IPv6 Day Goes Smoothly

Back in January, I posted a note here about the scheduling of World IPv6 Day for this past Wednesday, June 8, to provide the first global test of the Internet infrastructure changes needed to support the new IPv6 [Internet Protocol, version 6] addressing scheme.  Several major Internet services, including Google, Facebook, Yahoo!, and Akamai, agreed to take part in a 24-hour test of the new facilities.   Now that the day has come and gone, some reports on the results are beginning to come in.

I guess the most important, and reassuring result, is that the day was a non-event for most Internet users.  Ars Technica has an article giving an overview of some of the results.

Tuesday evening, hundreds of Web destinations, including the four most popular ones worldwide, showed up on the IPv6 Internet. IPv6 traffic went up a lot in relative terms, but still barely registered as a blip on the radar. The 0.05 percent of users who were expected to encounter delays or errors didn’t—or decided to call their Moms, watch TV, or otherwise refrain from complaining.

The test began at midnight UTC (approximately the same as  GMT), so it began Tuesday evening local time for US users.   Some network operators, such as Akami and Hurricane Electric, reported noticeable increases in IPv6 traffic (which was, after all, part of the point); some of this was traffic “tunneled” via IPv4 to the nearest IPv6 gateway.  Google reported, in a post on the Official Google Blog, that it saw about 65% more IPv6 traffic than normal.

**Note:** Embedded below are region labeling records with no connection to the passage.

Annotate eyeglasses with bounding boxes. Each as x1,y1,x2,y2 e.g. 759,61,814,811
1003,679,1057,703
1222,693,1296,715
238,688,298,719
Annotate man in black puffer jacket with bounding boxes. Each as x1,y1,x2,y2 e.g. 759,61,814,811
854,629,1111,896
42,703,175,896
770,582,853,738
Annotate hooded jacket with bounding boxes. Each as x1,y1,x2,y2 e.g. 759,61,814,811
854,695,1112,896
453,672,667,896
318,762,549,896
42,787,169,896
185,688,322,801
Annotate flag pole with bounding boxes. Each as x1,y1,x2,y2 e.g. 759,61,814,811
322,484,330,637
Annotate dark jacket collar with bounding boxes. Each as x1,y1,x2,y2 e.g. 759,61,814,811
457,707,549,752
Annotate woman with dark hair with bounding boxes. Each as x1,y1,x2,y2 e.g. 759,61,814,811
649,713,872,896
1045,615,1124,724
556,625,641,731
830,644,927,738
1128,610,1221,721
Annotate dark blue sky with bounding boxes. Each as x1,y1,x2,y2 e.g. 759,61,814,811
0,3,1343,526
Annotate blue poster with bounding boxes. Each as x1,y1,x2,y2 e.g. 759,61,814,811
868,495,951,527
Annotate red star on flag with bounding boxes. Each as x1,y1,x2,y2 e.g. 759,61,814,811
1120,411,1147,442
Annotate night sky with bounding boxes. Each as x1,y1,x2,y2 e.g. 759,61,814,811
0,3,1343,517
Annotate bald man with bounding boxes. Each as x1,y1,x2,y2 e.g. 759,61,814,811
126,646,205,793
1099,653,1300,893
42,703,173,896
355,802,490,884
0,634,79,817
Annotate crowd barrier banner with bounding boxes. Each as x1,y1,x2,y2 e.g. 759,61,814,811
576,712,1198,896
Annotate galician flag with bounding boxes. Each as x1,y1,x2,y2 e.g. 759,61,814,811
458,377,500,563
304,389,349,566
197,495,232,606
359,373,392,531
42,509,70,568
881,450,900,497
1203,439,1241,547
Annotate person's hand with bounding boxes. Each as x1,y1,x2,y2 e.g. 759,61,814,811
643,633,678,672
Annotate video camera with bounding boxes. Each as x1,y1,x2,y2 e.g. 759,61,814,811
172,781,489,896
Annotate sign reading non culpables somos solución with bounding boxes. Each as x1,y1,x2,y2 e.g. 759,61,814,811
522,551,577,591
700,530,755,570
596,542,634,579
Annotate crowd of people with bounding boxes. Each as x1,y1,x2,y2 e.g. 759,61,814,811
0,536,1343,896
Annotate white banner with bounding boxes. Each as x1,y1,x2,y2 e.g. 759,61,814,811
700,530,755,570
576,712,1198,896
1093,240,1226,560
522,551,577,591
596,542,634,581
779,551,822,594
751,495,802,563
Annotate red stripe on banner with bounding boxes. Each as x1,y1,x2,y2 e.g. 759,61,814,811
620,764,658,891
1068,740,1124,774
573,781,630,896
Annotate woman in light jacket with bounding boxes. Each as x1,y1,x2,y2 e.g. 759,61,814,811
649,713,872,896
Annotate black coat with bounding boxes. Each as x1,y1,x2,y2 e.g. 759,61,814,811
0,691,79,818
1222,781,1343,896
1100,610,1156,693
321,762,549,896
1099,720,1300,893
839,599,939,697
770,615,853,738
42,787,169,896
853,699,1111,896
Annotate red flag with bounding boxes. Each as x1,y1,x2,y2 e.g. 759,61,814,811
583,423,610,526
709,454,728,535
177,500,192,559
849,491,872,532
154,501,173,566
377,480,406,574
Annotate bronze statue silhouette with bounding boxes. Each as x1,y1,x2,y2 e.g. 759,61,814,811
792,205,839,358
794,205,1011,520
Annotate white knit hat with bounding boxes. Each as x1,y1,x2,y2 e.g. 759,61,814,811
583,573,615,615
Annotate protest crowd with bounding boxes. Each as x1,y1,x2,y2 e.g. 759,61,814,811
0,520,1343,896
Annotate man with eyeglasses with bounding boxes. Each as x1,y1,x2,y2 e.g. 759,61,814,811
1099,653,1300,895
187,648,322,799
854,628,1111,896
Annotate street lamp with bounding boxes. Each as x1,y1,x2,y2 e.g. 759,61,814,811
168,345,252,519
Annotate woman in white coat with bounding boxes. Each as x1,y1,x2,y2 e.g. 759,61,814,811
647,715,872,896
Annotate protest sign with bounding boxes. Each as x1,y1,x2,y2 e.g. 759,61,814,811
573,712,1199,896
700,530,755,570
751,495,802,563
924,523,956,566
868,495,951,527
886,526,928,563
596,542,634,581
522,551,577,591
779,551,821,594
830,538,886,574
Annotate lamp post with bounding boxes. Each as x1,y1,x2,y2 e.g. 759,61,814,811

We carried about 65% more IPv6 traffic than usual, saw no significant issues and did not have to disable IPv6 access for any networks or services. Over the next few weeks, we’ll be working together with the other participants to analyze the data we’ve collected, but, at least on the surface, the first global test of IPv6 passed without incident.

Some sites experienced relatively minor problems, and others found that constructing an unambiguous test setup was not entirely straightforward, but it seems that, all in all, this first “live” test went fairly well.